213 ‘What is lacking among Australians is a real feel for the history of the human race, and a sense of belonging to a long-lasting intellectual community that reaches its great moments when it seeks out in wonder towards the mysteries of its environment, that has concerned itself with more momentous problems than the nature of Australia but whose present members could well take this question up in the light of the history of human knowledge.’
‘it is Australians’ failure to understand the tragic (or the comic) in life that may place them at a disadvantage in a world in which happiness is largely still hard to achieve. It is as if a ‘cultured’ Australian rejects the Australian concept of happiness because it is not in the culture he has ‘learned’; at the same time he is still sufficiently a ‘happy’ Australian not to absorb the reality of horror and tragedy in the culture he has ‘learned’. He is declasse, unable to talk to other Australians of the culture he has ‘learned’ because he lacks a real feel for both it and his own society.’
Australians know how fragile their concept of ‘happiness’ is, how easily it could be lost, as it has been before (in the Depressions of the 1890s and 1930s and the two world wars). This knowledge gives their ‘innocence’ a mean and determined edge (e.g. in their response to asylum seekers and particularly to the sinking of SIEV X – 353 people drowned on the fluctuating borders of Australia. If you arrive here, quietly and without ‘drama’, as a refugee on a plane – as do the great majority – that won’t be noticed, but if you arrive desperate and dishevelled on an open, sinking boat, that is too clearly a reminder of the suffering in the world and to be opposed, rejected. The outcry in Australia over inhumane behaviour in the immediate region has been greater regarding the manner of slaughtering ‘our’ cattle in Indonesia – a nation both Asian and predominantly Islamic). Horne is correct when he wrote that ‘happiness’ is an addiction – one is addicted to it because one refuses to deal with the relentless challenges of global reality and change and because one lives in an isolated nation with the overall affluence to do so. Intellectual vision is another threat to this affluent, ‘innocent’ happiness – structured on authoritarian, unquestioning conformism.
214 Horne writes of the Australian intellectual’s ‘addiction to happiness’
The Lucky Country: living on our luck
‘Australia is a lucky country run mainly by second-rate people who share its luck.
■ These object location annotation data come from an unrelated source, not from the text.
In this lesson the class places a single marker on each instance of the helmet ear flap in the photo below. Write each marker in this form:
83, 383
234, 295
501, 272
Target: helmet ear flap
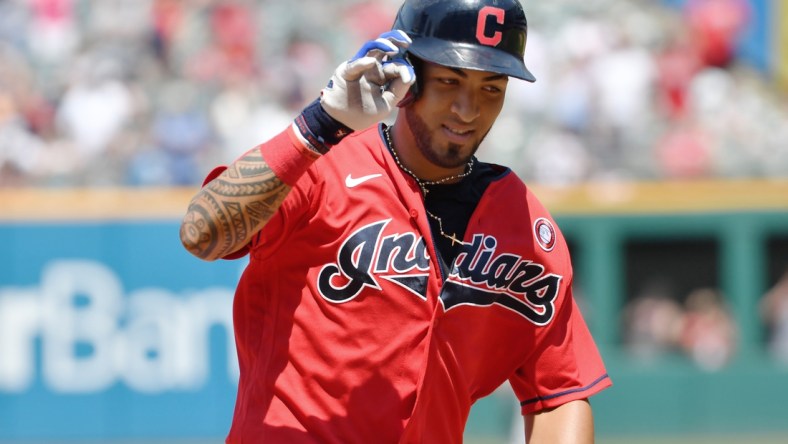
415, 91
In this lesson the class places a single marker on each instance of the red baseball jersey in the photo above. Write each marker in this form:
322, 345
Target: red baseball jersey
348, 331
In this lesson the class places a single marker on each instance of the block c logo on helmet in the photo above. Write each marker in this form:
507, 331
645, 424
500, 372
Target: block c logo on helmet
481, 25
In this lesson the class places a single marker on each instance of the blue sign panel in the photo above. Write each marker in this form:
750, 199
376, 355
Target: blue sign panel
112, 330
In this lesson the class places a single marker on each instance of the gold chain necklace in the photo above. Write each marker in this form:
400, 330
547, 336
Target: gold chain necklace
423, 183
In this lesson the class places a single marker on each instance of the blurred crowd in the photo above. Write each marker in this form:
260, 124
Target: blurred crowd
700, 327
155, 92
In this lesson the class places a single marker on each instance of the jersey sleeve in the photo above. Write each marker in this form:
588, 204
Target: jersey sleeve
564, 365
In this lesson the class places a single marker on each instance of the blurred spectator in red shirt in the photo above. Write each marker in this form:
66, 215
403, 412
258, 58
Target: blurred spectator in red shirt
715, 26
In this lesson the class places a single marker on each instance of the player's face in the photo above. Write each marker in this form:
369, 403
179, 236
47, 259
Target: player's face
455, 111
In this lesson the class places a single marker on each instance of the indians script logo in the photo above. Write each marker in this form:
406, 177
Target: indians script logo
478, 278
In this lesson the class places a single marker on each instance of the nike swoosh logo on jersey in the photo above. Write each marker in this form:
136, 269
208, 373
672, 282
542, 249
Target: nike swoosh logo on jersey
352, 182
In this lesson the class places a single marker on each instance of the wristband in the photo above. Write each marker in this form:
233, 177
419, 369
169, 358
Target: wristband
287, 157
319, 129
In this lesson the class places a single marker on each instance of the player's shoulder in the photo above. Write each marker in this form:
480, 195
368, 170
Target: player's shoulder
507, 183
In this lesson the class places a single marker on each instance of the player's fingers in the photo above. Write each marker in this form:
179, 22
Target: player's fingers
376, 48
399, 38
399, 69
365, 66
398, 87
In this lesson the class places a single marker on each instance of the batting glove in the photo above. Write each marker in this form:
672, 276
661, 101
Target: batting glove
365, 89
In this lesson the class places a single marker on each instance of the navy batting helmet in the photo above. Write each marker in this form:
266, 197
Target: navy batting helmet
486, 35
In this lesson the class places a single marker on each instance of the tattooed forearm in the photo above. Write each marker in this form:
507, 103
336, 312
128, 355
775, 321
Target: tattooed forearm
229, 210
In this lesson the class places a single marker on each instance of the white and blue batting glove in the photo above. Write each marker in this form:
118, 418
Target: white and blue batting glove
366, 89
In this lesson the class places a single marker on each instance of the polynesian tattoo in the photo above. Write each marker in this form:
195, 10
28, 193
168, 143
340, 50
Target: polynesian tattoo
230, 209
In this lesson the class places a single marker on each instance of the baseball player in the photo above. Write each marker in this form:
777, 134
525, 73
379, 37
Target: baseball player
394, 279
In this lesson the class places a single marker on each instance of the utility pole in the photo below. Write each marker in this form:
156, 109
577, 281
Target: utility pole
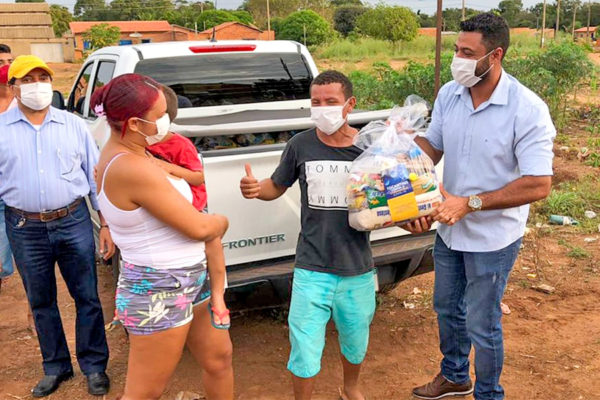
557, 20
269, 21
543, 23
575, 5
438, 48
588, 37
304, 28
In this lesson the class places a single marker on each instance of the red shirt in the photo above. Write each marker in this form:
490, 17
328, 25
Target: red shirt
180, 150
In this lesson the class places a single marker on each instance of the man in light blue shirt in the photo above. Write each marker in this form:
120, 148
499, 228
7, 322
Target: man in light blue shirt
496, 139
47, 160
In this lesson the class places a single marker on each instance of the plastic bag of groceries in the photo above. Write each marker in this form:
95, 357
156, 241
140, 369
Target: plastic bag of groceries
393, 181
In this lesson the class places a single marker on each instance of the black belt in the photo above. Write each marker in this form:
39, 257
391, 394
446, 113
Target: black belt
47, 216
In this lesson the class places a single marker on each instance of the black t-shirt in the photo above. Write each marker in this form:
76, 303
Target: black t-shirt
326, 243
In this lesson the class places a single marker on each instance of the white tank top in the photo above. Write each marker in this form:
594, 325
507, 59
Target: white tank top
147, 241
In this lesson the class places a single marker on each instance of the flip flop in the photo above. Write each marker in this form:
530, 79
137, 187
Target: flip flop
342, 397
221, 315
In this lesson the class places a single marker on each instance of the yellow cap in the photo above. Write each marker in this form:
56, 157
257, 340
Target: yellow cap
22, 65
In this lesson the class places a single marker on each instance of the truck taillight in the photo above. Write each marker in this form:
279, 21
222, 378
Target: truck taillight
220, 48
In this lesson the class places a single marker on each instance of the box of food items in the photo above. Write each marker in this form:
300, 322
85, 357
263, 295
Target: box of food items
393, 181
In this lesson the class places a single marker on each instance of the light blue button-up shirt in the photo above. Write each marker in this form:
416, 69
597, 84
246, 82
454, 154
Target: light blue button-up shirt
46, 167
505, 138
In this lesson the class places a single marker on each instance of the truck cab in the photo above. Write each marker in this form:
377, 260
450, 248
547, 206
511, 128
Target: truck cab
239, 103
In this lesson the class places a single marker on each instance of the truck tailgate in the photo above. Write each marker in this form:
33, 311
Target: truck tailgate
258, 230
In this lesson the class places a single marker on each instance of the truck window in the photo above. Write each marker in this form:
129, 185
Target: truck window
77, 97
104, 74
229, 78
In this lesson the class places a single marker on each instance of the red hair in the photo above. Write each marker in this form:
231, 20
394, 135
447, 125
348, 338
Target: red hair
124, 97
4, 74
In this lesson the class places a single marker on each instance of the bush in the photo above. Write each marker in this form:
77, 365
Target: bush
554, 74
385, 87
344, 18
355, 48
296, 24
389, 23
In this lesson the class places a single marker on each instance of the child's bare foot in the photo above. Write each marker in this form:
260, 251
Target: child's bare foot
220, 313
It lives on other people’s ideas, and, although its ordinary people are adaptable, most of its leaders (in all fields) so lack curiosity about the events that surround them that they are often taken by surprise. A nation more concerned with styles of life than with achievement has managed to achieve what may be the most evenly prosperous society in the world. It has done this in a social climate largely inimical to originality and the desire for excellence (except in sport) and in which there is less and less acclamation of hard work. According to the rules Australia has not deserved its good fortune.’
219 The two fields where reliance on luck are not going to work:
– Australia’s strategic environment
– the demands of technology (Australia must profoundly change its life patterns – if this does not happen, ‘the present kind of Australia will go under’)
220 ‘Will (Australia) rid itself of the belief that…nothing happens to it, that it is safe from the unpleasantness of history? Perhaps Australians are…too concerned with happiness to understand the possibilities of tragedy, projecting their illusions onto others. The possibility haunts one like a bad dream that Australians may go on being silly…’
222 ‘In most industrialised countries cleverness and skill are part of the national ethos, even if they share it with contradictory elements. In Australia they play no part in it…When most Australians think of their economic growth they think that people should work harder…a revolutionary change in attitudes towards life is needed’
‘the obsessive desire to define Australian characteristics in terms of the upsurge of the 1890’s instead of as a dynamic process…(To admit that generations can change would be to admit that a static concept of an ‘Australian’, based on the writings of the 1890’s, is false.) And the continuing dominance of old ideas..’
Excellent point – the obsessive desire to define Australia against the (loss, failure and defeats of the) past rather than as a dynamic process continues – not only with regard to Gallipoli but also the military victory of Kokoda. Australians continue to define themselves against the past instead of dynamically, in relation to the future.
224 ‘the pretence of sameness’
228 ‘the shock (when it comes) of declaring Australia a republic’
230 ‘Australia’s population problem will be solved in what may be the only way it can finally be solved – by large-scale Asian migration.’